Theodore's son, Dr. Theodore James Park, owned the house next. In 1880 he used the house as the town’s medical office. His sister Lizzie Park gained the house after his death. Having no relatives, she gave the property to Helen Donovan, Spinster of New York State upon her death in 1941. Donovan gave the land to Geraldine S. Sterns from Detroit that same year. Sterns then sold the property to the Lalondes in 1945. The Lalondes created an antique store named Park House Antiques. This store lasted 25 years before they sold the property to Zarko and Bessie Vucinic, the owners of Duffy's Tavern.

The Vucinics wanted to expand their business to the riverfront. They approached Greenfield Village in Dearborn, Michigan to preserve Park House. Hazen Price, the head of a committee of the Amherstburg Rotary Club suggested buying Park House and preserving it so it would need not be moved or demolished. The club approved this and the house was moved to Waterworks Park (presently Amherstburg Navy Yard) where Park House Museum still stands. In July 1973, Amherstburg Historical Sites Association was created to furnish and maintain the museum. After more than a year of restoring and furnishing the house to portray the time of the Park family and businesses, the Museum officially opened December 9, 1973 with a ribbon cutting ceremony attended by Mayor H. Murray Smith.

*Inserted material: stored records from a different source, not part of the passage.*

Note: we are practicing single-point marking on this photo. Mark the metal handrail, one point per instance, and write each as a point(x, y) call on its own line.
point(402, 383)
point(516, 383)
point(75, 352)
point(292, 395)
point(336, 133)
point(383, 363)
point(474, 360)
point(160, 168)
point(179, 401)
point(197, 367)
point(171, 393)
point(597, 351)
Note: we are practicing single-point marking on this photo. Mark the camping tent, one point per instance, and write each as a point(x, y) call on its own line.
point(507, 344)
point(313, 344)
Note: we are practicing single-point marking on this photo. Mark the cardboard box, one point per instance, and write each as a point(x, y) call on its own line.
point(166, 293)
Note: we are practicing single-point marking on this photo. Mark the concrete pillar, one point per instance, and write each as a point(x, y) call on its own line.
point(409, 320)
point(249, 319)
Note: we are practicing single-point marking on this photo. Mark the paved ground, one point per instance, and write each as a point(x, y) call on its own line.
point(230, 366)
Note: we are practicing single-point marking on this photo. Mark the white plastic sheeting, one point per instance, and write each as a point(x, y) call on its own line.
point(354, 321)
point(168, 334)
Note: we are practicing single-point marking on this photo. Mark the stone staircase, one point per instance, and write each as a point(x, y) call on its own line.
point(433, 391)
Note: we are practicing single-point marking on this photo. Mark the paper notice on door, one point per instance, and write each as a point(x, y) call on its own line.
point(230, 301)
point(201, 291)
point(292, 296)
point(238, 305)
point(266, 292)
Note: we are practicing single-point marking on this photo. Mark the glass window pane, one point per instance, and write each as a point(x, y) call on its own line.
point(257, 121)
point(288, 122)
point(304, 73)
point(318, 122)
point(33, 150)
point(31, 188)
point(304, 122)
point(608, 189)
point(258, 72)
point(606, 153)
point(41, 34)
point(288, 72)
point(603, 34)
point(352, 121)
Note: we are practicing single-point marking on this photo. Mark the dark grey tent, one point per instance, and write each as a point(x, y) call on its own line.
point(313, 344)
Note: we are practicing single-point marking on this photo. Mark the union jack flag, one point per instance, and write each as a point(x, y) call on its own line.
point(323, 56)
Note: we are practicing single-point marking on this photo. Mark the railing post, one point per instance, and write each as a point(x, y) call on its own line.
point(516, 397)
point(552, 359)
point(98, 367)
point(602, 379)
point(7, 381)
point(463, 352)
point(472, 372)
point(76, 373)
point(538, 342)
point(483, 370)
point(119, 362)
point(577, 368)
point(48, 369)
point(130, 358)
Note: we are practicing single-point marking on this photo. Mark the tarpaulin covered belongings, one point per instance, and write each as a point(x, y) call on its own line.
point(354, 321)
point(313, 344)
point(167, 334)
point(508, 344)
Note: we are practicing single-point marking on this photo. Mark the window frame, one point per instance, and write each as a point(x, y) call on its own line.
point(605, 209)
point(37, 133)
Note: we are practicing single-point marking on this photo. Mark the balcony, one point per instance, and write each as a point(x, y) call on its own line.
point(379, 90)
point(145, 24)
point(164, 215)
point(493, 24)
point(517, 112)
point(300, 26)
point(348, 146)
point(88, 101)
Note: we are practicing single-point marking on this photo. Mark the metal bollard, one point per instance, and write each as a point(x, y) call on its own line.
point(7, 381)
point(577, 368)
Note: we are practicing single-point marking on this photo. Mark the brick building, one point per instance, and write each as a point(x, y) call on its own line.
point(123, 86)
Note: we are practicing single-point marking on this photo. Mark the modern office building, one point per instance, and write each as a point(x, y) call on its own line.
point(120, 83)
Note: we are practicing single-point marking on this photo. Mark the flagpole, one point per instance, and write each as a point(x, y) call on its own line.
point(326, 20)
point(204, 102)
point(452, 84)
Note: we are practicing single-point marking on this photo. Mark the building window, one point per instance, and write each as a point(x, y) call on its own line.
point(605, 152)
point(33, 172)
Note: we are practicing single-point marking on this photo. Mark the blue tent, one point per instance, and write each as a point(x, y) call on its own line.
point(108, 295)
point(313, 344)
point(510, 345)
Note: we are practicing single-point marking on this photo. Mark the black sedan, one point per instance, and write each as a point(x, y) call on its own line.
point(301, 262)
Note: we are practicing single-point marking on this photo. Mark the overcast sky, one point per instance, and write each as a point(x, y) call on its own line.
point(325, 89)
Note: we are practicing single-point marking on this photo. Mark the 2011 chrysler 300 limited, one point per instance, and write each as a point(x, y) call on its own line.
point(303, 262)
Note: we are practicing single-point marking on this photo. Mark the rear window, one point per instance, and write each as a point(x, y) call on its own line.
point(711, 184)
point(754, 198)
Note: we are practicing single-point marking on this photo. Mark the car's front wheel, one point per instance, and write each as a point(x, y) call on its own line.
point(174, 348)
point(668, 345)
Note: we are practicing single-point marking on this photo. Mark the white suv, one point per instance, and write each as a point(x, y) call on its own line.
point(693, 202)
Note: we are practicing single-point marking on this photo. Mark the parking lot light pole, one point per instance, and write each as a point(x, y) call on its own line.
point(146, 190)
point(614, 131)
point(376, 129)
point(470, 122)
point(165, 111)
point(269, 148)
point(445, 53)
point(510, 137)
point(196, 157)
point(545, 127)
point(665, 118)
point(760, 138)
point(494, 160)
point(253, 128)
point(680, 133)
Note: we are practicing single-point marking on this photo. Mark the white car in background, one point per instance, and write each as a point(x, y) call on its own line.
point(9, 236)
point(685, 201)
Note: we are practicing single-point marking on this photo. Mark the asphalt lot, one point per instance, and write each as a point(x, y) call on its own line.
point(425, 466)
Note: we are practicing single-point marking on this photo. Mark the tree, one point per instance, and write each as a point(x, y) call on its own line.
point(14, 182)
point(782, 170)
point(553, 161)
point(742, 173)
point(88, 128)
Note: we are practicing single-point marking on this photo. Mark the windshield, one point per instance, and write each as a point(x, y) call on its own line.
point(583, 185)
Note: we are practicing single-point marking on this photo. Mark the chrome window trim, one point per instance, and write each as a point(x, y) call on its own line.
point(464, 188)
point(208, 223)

The Park House Tinsmiths, a volunteer association created in 1978, makes reproduction tinware to help finance the Museum. Although displayed as far as the United Kingdom and sold to places like Fort Malden and Fort George, it could not sustain the Museum. On February 19, 2006 a $46,000 grant given by the Ontario Trillium Foundation, resulted in a grand re-opening.

The museum now educates the public, including school children from Ontario, Michigan, Ohio, and Illinois using such resources as a hand press donated by the Amherstburg Echo, used to print its first edition in 1874. It displays an early French framed, log-styled home with an original 1850s fireplace. The museum currently features displays of 1850s daily life, while the second floor houses exhibits of pioneer and recent artifacts.

The Park House was named a National Historic Site by the federal government on October 4, 2018.